2) Miranda van Dijk has such an amazing product in her shop PuurAnders. She makes necklaces, brooches and recently notebooks and little artworks out of old pictures. She does custom orders as well! It’s just an amazing way to preserve memories and the products look fantastic. Here she’s paired one of her necklaces with an old picture and to me it’s one of the strongest product photography in her store. Can’t you just imagine what kind of treasure you could receive if you order from her store?
3) Eva Vercauteren makes cute little purses with delicate embroidery in her shop TheBlueRabbitHouse. She uses some very simple props with her purses, but the imagery is strong. The dried flowers and plants really put an emphasis to her fine needlework.

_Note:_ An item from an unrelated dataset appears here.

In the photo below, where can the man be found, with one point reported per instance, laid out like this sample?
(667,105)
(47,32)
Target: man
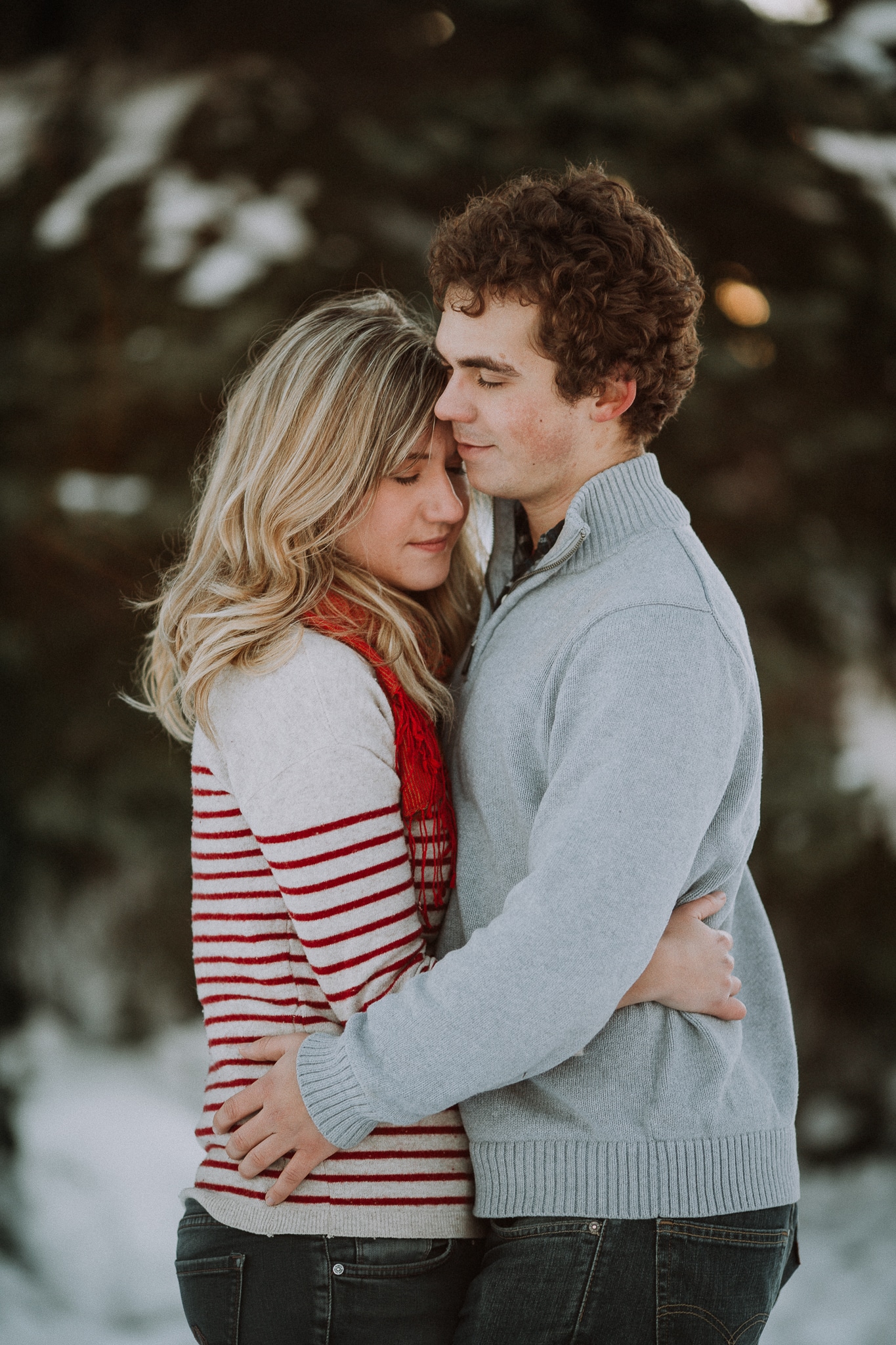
(639,1168)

And that’s ultimately what you want, to show why your product is so special.
4) You might wonder why I think this photograph is special. Joana Pedroso uses yarn and thread for her beautiful jewellery in her shop TrincarUvas. Some of the yarn specially dyed, but she also uses regular yarn that is used for cross stitching and embroidery! And that is exactly the reason why I think it’s such a great idea to display her jewellery on an embroidery hoop. She also has the most clever business card design, but that’s for another day.
What did I learn from this workshop? Actually, some things that I haven’t yet mentioned. One of the things Liesbeth told us is that the average person won’t be able to determine the size from just a size description. Use at least one picture to give an estimate of the size of your product and props are great for this. You have 5 picture spots to fill so use them well. The first picture also doesn’t necessarily need to be the most representative. It can also be a detail shot to draw a visitor in. Also while this is not immediately relevant to me: use a live model if you can. It makes all the difference to make your shop come alive. She also showed us this neat photography cheat sheet by Miguel Yatko to help you with the manual settings on your camera.